Validation¶
vmdk-core / vmdk-forensic parse untrusted VMDK structures from potentially
crafted disk images. Correctness is therefore established the way forensic tooling
must be: against independent oracles (a different tool, or a different code
path, that already decodes the same bytes correctly) on real third-party
corpora with known ground truth — never against fixtures we hand-encoded and
then graded ourselves.
This page records exactly which oracle and which corpus back each capability, so
the claim is independently re-checkable. Per-file provenance (source, download
URL, hashes, license) lives in core/tests/data/README.md;
the fleet-wide machine index is issen/docs/corpus-catalog.md. This page
cross-references both rather than duplicating them.
How to read the evidence tiers¶
Each validation below is tagged with the trustworthiness of its check, not whether the data is "synthetic":
- Tier 1 — an independent third party authored the artifact and the answer key, or it is real-world data decoded by an independent tool.
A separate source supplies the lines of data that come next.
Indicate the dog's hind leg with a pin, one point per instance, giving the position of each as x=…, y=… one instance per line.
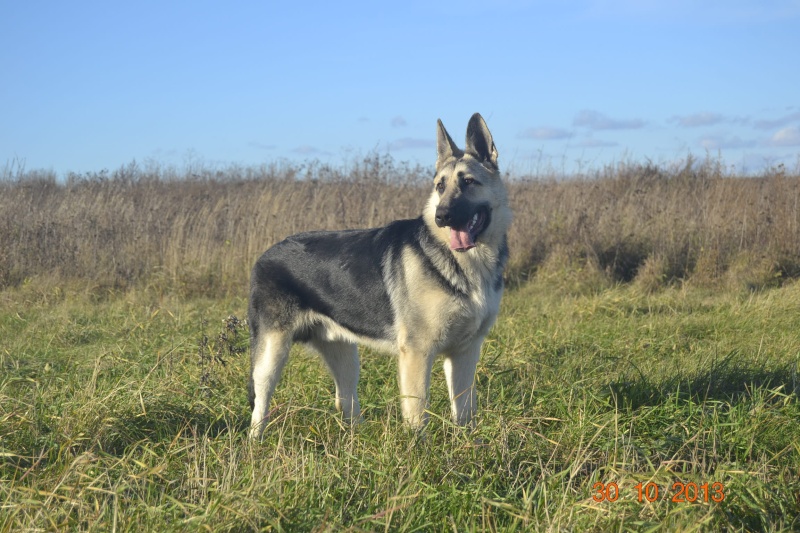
x=269, y=353
x=342, y=360
x=459, y=371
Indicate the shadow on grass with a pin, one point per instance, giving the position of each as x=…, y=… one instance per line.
x=164, y=421
x=725, y=380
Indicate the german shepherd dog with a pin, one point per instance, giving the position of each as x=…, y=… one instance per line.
x=418, y=288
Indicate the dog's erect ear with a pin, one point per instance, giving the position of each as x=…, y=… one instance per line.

The strongest claim.
- Tier 2 — real engine output whose ground truth is derivable from the documented construction, or confirmed by an independent code path on real data. Genuinely checked, but we chose the scenario.
- Tier 3 — fixture and expected answer both authored here, nothing independent vouching. Used only for per-branch coverage, never as a correctness claim: a self-consistent round trip proves internal consistency, not correctness against real-world bytes.
Independent oracles¶
| Oracle | Independent of us? | Validates | Tier |
|---|---|---|---|
QEMU (qemu-img convert -O raw, 11.0.0) |
Yes — separate C codebase (block/vmdk.c) |
The decoded virtual-disk byte stream of a real VMware-written monolithicSparse image (dfvfs_ext2.vmdk), compared byte-for-byte |
1 |
QEMU (qemu-img convert -O raw) as an independent reader of ESXi-only formats |
Yes | vmfsSparse/COWD and seSparse decode — qemu-img reads these formats it cannot write, so its parser is the independent check on our synthetic extent |
2 |
flate2 crate (RFC 1950 zlib) |
Yes — vetted third-party codec we reuse | The DEFLATE/zlib grain decode itself (a maintained, audited codec) | 1 |
qemu-img cannot generate COWD/seSparse (they are ESXi write-only formats), so
there is no qemu-authored corpus for them. Instead a synthetic extent is wrapped
in a descriptor and decoded by both qemu-img and our reader; two unrelated
parsers agreeing on the same bytes confirms the fixture is format-correct and
the reader decodes it correctly (the independent-code-path check that defines
Tier 2). This caught a real defect: the first seSparse implementation assumed
plain sector offsets, but the format uses nibble-typed, bit-rotated grain entries
(per QEMU block/vmdk.c) — the divergence from qemu-img exposed it.
Independent test corpora¶
The two VMware-origin images are third-party, publicly distributed VMDKs created
by genuine VMware tooling. The qemu-generated and synthetic fixtures exercise the
remaining format branches. Full provenance, subformats, and hashes are in
core/tests/data/README.md
and the per-file table in the implementation notes.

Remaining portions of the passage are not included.